Nietzsche é considerado geralmente o filósofo da vida, pois a coloca como referencial para suas avaliações. Ele afirma que a sociedade pós-platônica estaria baseada em valores antivitais. Tal análise revela que a civilização ocidental, a partir de Platão, fundamentou seus valores a partir de uma visão dualista que cindia o homem e o mundo. Nessa visão, o homem estaria condicionado por uma série de dicotomias, como corpo/alma, essência/aparência, razão/instinto; o mundo, em mundo inteligível/mundo sensível. Nessa perspectiva dicotômica, sempre um dos polos: essência, razão, alma e mundo inteligível, seria priorizado em detrimento do outro: corpo, aparência, instinto e mundo sensível, respectivamente. Ao estruturar-se sobre tais valores, a sociedade ocidental, para Nietzsche, afastou-se paulatinamente da vida ao afirmar suas crenças em parâmetros metafísicos e, principalmente, por negar os critérios considerados pelo filósofo como vitais para o rigor de uma cultura: a afirmação do corpo, da terra, dos instintos e a exaltação da força plástica do homem.

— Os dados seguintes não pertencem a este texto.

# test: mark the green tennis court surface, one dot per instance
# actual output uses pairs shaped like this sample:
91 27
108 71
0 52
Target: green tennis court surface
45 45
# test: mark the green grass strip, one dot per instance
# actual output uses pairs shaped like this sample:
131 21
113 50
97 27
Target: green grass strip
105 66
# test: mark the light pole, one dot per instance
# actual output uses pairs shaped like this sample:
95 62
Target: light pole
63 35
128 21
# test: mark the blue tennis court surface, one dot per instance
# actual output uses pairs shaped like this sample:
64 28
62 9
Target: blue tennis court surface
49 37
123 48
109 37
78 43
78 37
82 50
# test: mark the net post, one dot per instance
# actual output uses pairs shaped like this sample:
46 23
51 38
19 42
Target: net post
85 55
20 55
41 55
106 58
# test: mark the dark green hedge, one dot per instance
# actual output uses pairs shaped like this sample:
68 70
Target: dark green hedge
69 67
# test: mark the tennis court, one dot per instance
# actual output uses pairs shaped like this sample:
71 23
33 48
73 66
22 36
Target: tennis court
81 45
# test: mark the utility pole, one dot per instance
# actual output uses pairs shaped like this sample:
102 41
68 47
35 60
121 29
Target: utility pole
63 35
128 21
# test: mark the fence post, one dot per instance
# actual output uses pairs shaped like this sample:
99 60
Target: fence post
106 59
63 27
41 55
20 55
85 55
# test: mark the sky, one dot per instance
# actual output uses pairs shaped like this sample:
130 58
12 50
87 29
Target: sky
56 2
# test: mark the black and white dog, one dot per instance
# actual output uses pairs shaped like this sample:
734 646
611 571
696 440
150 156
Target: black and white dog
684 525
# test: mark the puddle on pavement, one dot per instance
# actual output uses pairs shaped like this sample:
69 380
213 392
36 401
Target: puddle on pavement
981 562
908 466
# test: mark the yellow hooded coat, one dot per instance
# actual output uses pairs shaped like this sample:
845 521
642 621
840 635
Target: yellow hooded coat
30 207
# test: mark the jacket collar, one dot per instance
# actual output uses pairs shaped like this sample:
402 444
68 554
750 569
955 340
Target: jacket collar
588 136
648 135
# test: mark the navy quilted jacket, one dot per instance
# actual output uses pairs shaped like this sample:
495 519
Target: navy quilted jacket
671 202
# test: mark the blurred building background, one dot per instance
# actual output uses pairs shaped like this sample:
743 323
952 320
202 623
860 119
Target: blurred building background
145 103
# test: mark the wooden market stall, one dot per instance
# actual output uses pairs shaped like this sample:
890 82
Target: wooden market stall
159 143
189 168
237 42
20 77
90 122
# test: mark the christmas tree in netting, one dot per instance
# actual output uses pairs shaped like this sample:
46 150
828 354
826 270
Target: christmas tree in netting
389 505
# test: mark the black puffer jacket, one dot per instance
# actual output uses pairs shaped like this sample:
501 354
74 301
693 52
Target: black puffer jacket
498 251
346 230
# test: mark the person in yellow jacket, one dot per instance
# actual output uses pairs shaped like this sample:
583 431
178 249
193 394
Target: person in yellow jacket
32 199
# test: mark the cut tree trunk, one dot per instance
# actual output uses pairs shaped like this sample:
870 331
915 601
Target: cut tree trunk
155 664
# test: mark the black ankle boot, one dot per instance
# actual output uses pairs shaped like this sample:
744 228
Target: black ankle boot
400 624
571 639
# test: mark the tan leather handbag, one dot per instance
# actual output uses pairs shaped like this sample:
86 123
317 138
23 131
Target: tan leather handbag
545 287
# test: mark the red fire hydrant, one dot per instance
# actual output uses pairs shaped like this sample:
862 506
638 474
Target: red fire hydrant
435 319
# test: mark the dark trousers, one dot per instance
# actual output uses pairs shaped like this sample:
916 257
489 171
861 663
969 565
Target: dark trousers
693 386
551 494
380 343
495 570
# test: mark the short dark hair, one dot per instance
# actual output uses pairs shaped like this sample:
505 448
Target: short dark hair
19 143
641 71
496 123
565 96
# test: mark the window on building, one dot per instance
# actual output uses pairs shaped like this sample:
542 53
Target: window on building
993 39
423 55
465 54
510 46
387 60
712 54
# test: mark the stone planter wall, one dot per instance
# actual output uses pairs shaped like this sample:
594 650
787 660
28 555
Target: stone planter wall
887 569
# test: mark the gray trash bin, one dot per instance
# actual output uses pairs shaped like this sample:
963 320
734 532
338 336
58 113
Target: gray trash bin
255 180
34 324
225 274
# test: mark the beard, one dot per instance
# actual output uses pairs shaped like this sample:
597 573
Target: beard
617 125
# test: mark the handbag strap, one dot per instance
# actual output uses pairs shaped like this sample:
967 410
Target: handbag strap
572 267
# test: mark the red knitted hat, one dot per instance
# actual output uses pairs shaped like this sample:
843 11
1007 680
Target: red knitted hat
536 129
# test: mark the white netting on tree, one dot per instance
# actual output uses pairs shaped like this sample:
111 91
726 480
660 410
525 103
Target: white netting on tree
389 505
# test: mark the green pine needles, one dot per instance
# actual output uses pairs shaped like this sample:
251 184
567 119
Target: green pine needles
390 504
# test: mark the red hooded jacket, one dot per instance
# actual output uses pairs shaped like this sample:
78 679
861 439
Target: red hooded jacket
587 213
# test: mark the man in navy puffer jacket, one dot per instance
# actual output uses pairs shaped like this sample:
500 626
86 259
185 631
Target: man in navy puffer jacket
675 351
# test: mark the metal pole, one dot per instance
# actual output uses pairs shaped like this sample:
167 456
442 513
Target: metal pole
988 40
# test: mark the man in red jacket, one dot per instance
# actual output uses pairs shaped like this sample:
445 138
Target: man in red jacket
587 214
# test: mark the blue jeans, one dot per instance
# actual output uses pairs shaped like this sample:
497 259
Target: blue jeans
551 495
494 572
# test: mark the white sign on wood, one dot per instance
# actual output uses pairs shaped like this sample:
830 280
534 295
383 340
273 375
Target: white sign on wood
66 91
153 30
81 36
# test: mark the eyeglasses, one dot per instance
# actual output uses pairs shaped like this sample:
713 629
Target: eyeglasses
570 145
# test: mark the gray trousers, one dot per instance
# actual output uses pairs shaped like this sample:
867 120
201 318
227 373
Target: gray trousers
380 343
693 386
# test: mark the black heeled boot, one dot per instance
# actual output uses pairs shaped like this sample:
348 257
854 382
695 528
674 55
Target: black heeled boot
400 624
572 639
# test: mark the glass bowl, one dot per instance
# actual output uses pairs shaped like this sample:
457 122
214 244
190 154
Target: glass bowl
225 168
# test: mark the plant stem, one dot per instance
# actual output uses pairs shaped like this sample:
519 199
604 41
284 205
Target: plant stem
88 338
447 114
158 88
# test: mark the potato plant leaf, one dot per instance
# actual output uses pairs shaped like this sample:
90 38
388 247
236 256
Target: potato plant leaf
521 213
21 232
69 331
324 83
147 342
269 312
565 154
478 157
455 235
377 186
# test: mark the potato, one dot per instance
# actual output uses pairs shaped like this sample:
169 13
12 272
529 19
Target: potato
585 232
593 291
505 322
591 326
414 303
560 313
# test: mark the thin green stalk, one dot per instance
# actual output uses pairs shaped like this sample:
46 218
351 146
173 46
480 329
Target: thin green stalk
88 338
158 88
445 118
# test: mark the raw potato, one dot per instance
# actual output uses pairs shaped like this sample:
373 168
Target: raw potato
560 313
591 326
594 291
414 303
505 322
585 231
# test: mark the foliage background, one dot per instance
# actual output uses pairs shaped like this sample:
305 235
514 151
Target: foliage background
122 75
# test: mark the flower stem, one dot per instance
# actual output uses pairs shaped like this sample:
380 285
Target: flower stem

Nietzsche percebeu que essa estrutura dualista influenciou todas as esferas da cultura, assim como todos os seus monumentos e instituições, dentre os quais o Estado, a religião e os estabelecimentos de ensino. Em sua análise genealógica, apresentou não só a origem de tais valores como também desvelou o caráter antivital que impregnou tais esferas da cultura. Por isso, ele pôde perceber como a educação ministrada nos estabelecimentos de ensino era baseada nesses valores antivitais e tornou-se uma das ferramentas mais eficazes não só para promover a separação entre homem e vida como também para o empobrecimento da existência. Constatou como a educação fazia com que a força e a criação – aspectos considerados típicos do homem forte, que possui excedente de potência – fossem submetidas em prol do desenvolvimento de homens massificados, em série, de características que fossem comuns a todos os sujeitos, submetendo suas singularidades. Essa tendência uniformizadora levou a que a memória fosse uma das formas mais utilizadas para educar.
Como alternativa a esse tipo de educação, Nietzsche propõe a educação e o cultivo de si – não como individualismo exacerbado, tão em voga nos tempos atuais, fomentado pelo neoliberalismo, mas um adestramento de si, das forças plásticas, das características próprias de cada sujeito e de seu potencial criativo, por meio de uma educação que promova as capacidades intelectuais, artísticas, emotivas e físicas de cada discente.
A meu ver, essa foi a maior contribuição de Nietzsche para a educação, ao pensar como poderia construir uma educação mais vital, uma educação que não privilegiasse a memória ou que tivesse uma forma mecânica. Uma educação que desenvolvesse no indivíduo outras capacidades de percepção, construindo um conhecimento mais reflexivo e sensível, logo, menos alienado.
Bibliografia
NIETZSCHE, Friedrich. Schopenhauer como educador (Considerações extemporâneas III).Campinas: FE/Unicamp, 1999.
NIETZSCHE, Friedrich. Segunda Consideração Intempestiva. Da utilidade e desvantagem da história para a vida. Rio de Janeiro: Relume Dumará, 2003.